I had to forgive first; not just her but myself. What I learnt on this journey to understanding was long and hard. When I came to terms with the reality of human nature, none of us are perfect. I believe we do better when we know better. She didn’t learn what she needed to make good decisions in the raising of her child. She grew and learnt as she moved through life too.
I am so grateful we both moved past the damage we had experienced earlier in life and came to share an amazingly kind, loving and gentle life together; despite those who would have liked to destroy us and didn’t trust the real bond of a mother and daughter. Love you mum! I feel such gratitude for you. Rest in peace.
Some people think life is just a game of chess!
If it is I don’t play very well.
My brain is very simple; I don’t sit and calculate my moves. I come from the heart. I move through life in a more organic way. You can’t play chess from that mindset. Maybe that is why life has been so tricky for me. I actually always thought I would like to learn to play; I think it’s good for the brain. Perhaps it’s because I have a learning disability and words & sentences don’t always make sense to me. Life isn’t linear for me; my lenses into life is often times foggy and confused. I am smart but it’s more intuitive and picture oriented. It doesn’t make me bad, stupid, lazy and ornery but I see the world inside out. Maybe that’s why I don’t always understand why other people do what they do.
I have written, and will continue to write, on my ‘pages’ section about my mother’s background and mine. That may help in the understanding of why we made the decisions we did.
My mother and I went through some years of estrangement. In 2005 after much soul-searching and personal work on myself I contacted my mother via letters. We wrote back and forth for about 2 years.
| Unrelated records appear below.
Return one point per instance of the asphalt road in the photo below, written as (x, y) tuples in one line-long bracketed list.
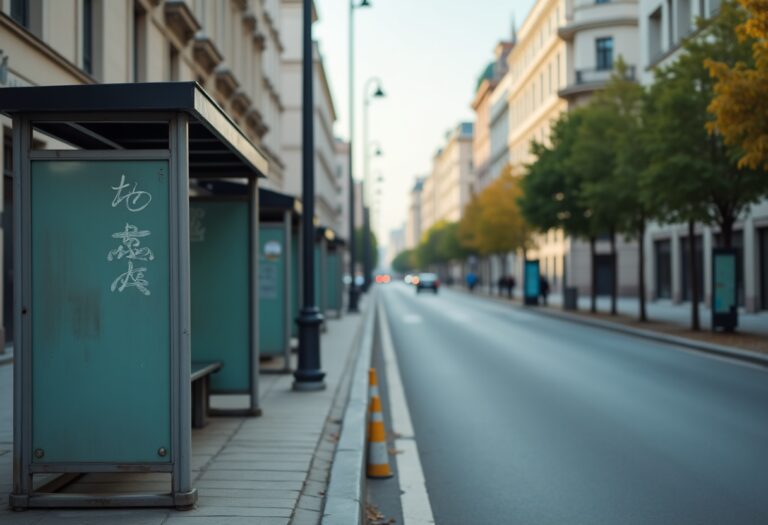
[(520, 418)]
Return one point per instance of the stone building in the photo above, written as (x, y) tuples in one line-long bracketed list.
[(235, 49)]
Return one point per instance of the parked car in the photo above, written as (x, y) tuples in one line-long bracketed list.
[(426, 281)]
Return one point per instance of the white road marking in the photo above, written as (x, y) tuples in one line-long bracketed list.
[(415, 501)]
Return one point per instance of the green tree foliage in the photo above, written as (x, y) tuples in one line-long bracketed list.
[(440, 245), (493, 222), (404, 262), (611, 156), (551, 188), (693, 175), (359, 247)]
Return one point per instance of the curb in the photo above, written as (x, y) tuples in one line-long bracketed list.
[(345, 495), (699, 346)]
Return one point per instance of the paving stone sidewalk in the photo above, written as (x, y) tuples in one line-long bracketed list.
[(271, 470)]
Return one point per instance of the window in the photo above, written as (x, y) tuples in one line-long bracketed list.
[(88, 36), (604, 48), (654, 35), (173, 63), (20, 12), (549, 76), (663, 262), (684, 18)]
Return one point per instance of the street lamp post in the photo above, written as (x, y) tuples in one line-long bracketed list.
[(308, 375), (353, 292), (367, 257)]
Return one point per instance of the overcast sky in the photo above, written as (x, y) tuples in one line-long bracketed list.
[(428, 54)]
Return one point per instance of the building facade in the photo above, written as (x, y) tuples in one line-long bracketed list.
[(663, 26), (233, 48), (328, 183), (413, 220), (449, 188), (564, 52)]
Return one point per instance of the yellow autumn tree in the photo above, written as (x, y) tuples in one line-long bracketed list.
[(740, 104)]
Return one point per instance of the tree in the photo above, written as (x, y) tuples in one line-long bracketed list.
[(740, 104), (693, 175), (493, 223), (553, 189), (404, 262)]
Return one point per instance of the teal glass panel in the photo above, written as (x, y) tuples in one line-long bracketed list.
[(532, 279), (319, 277), (725, 282), (220, 279), (100, 311), (333, 280), (272, 294), (295, 283)]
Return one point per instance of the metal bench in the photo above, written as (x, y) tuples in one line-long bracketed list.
[(201, 375)]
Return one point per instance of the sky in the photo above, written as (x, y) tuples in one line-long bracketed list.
[(428, 55)]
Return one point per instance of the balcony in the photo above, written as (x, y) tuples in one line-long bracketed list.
[(589, 80)]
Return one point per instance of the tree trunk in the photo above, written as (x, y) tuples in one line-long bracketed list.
[(726, 231), (614, 274), (641, 271), (593, 276), (503, 265), (694, 278)]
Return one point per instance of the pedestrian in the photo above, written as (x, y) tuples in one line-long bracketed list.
[(544, 289), (511, 283), (471, 281)]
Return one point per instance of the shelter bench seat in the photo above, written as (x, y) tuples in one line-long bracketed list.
[(201, 375)]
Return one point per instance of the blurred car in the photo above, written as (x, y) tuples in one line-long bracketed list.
[(426, 281)]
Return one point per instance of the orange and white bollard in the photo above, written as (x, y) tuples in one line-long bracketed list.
[(373, 384), (378, 457)]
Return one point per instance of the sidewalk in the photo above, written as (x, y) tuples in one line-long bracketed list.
[(268, 470)]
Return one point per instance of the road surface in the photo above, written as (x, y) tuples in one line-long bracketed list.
[(521, 418)]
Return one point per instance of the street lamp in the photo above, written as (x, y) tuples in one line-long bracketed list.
[(368, 95), (308, 375), (353, 292)]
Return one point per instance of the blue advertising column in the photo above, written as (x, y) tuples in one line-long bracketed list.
[(531, 282)]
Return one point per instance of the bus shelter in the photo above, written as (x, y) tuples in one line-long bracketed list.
[(102, 279), (324, 236), (334, 267), (224, 240), (279, 273)]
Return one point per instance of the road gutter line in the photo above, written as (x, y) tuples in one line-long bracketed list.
[(712, 350), (417, 509)]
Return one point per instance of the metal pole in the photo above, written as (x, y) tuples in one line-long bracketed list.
[(353, 292), (365, 197), (308, 375)]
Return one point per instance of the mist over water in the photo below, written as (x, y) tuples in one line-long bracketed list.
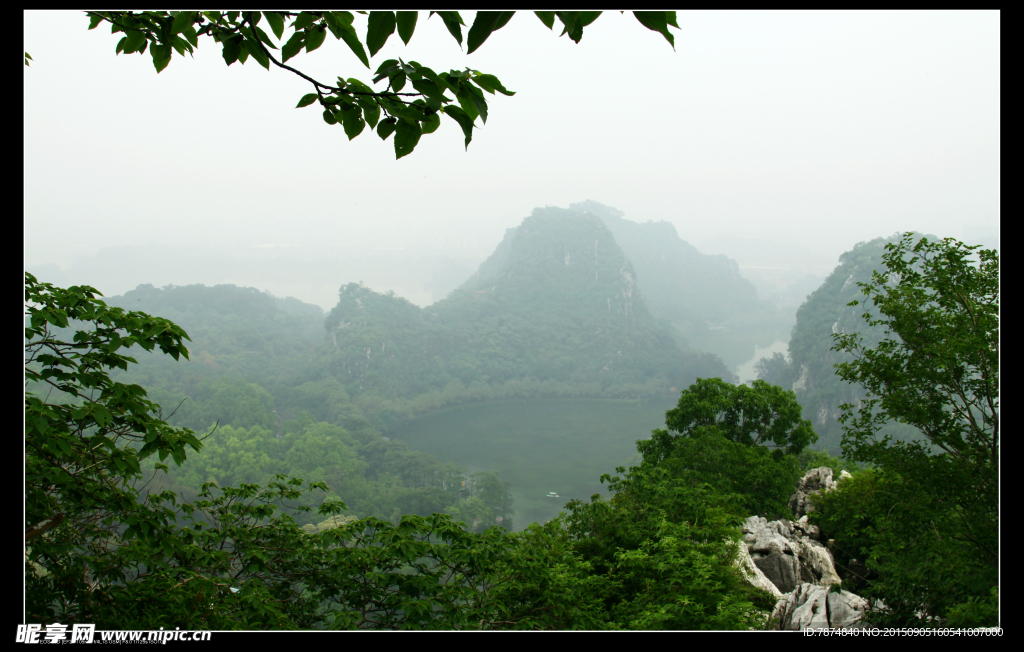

We then decided it was time to see each other again.
I know we don’t like saying “what if?. But I do wonder had I thought of the reunion between my mother and me as being a game of chess; being ready for the next move, perhaps things would have turned out differently.
How was I to know that what I actually did when I got off the Harbour Air flight from Vancouver to Victoria to see my mother was in fact batting the beehive. The Houston beehive. A family of people who seemed to already be calculating their moves before I even knew to brace myself.
If those crafty chess players rule the world I am in big trouble – oh yeah that’s right I am. I am heartbroken and my brain is tired of trying to figure out the next move.